Oui, ça veut dire faire des efforts pour arrêter d’être paranoïaques, imbu de soi, ou simplement des connards. Mais en fait, en supprimant cette couche de paranoïa, cette suspicion par défaut, les choses deviennent moins stressante. En permettant à toutes de pouvoir participer et d’inclure tout le monde, nous augmentons aussi les diversités, nous ajoutons des mutations à nos mouvements cellulaires, nous pouvons découvrir de nouveau moyen d’actions, découvrir de nouvelles problématiques, se développer, construire des liens forts, développer une communauté, un groupe social qui partage réellement et qui prend soin de lui.

C’est ce que fait la Quadrature dans une certaine mesure en travaillant avec les engraineurs ou Act’Up sur certaines problématique. Et tout le monde y gagne.

Cela nécessite d’accepter que des personnes ne comprennent pas et ne comprendrons pas ce que vous faites.
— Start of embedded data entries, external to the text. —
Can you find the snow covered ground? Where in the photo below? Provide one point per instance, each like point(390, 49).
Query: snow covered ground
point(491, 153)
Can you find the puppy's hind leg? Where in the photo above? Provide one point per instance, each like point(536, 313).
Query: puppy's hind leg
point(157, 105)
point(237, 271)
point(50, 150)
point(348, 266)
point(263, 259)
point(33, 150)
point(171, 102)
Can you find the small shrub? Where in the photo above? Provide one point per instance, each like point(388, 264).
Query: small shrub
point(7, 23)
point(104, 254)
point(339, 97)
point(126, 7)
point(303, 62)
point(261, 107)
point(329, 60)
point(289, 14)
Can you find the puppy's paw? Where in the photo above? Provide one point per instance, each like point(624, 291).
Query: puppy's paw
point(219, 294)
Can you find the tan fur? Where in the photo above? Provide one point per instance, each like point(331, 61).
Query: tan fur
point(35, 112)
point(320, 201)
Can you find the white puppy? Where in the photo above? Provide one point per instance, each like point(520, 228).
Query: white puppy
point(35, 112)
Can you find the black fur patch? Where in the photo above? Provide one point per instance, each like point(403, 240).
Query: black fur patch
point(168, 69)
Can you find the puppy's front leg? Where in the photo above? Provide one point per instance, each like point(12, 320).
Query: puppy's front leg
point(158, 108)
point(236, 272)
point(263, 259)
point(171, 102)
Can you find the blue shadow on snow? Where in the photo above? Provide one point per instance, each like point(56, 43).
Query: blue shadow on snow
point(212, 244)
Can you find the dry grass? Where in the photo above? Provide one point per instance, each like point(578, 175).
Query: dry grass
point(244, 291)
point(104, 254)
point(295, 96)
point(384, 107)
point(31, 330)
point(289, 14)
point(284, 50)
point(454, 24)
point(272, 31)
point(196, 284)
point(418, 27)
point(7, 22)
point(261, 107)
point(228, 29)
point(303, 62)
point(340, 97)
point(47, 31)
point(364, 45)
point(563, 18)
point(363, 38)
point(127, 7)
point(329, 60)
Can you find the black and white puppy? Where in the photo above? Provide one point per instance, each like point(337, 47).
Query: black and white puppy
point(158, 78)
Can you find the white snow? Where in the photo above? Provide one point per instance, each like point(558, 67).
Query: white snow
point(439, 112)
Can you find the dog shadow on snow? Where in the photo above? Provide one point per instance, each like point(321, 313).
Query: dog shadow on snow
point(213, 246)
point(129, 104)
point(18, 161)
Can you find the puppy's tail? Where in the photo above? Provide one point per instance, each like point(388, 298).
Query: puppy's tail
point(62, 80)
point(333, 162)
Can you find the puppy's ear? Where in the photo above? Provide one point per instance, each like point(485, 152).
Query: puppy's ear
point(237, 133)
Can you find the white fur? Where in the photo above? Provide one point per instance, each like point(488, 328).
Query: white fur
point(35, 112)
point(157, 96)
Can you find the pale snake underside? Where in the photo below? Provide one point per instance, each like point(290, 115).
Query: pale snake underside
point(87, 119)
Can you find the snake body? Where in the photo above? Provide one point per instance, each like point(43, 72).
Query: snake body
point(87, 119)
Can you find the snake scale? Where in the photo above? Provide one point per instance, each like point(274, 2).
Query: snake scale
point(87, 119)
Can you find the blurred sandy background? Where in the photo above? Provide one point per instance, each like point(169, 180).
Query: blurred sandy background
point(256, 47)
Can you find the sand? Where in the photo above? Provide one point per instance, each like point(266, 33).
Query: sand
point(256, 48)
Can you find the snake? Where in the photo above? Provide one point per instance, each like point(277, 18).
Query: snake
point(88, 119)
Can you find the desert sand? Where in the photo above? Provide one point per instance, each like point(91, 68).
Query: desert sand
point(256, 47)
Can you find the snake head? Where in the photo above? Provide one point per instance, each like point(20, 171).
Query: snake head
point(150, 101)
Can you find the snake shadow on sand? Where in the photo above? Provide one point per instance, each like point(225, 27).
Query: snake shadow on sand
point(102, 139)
Cela nécessite d’aller contre des certitudes, des choses qui paraissent évidentes, de voir ce qu’il se passe ailleurs dans le monde.

Internet n’est pas un territoire, c’est une somme de conscience collective. Mais nous avons des territoires à défendre. Nous avons besoin d’Internet pour les défendre, mais nous devons les défendre. Allez parler aux autres, invitez-les. Écoutez-les. Si ielles ne veulent pas venir, demandez vous pourquoi. Souvent c’est parce qu’ielles ne se sentent pas bienvenue, pas inclus.

Et c’est généralement parce que personne ne règle le problème des trolls. Des antisociaux qui ne cherchent qu’à détruire les communautés, à maintenir le statu quo, à rester "entre couilles". A vouloir absolument avoir raison. Le climat qui règne sur nos listes de diffusions, canaux IRC, lieux "ouvert" n’est pas forcément serein. Sous prétexte de la liberté d’expression, on laisse tout dire sans conséquences, on laisse nos communauté se diviser, exploser, ne pas exister, refuser les autres.

Non, je ne demande pas la censure ou la régulation. La liberté d’expression existe et est importante. Mais la liberté n’a de sens que si elle est exercée en groupe. Notre liberté de pouvoir vivre ensemble est bien plus importante que la liberté des trolls d’exister impunément.

Il est peut-être temps d’arrêter de se comporter en nerds sociopathes, et de commencer à se comporter en activistes. Parce que les activistes de terrain ne nous attendrons pas. Ils refont déjà le monde, avec ou sans crypto de la mort. Avec ou sans sécurité. C’est quelque chose que vous ne pouvez pas empêcher, que ce soit au Bahrein, en Espagne, aux États Unis ou en Ukraine, des activistes sont arrêtés et torturés, peu importe qu’ils aient ou non utilisés des outils de chiffrement fort.

Ce qui est sûr en revanche c’est que le territoire dans lequel vous vivez, est défendu par des personnes que vous feriez bien de rencontrer. Parce qu’elle changent le monde et ne vous attendrons pas. Si vous ne voulez pas vous retrouvez limité à un rôle de barbu grincheux, de geek associal, de nerd nihiliste, de hipster branchouille, il serait peut-être temps de s’y mettre, d’inclure tout celleux qui veulent venir, et d’aller voir les autres.

Promis, les cannibales n’existent plus. Nous avons mangé le dernier hier.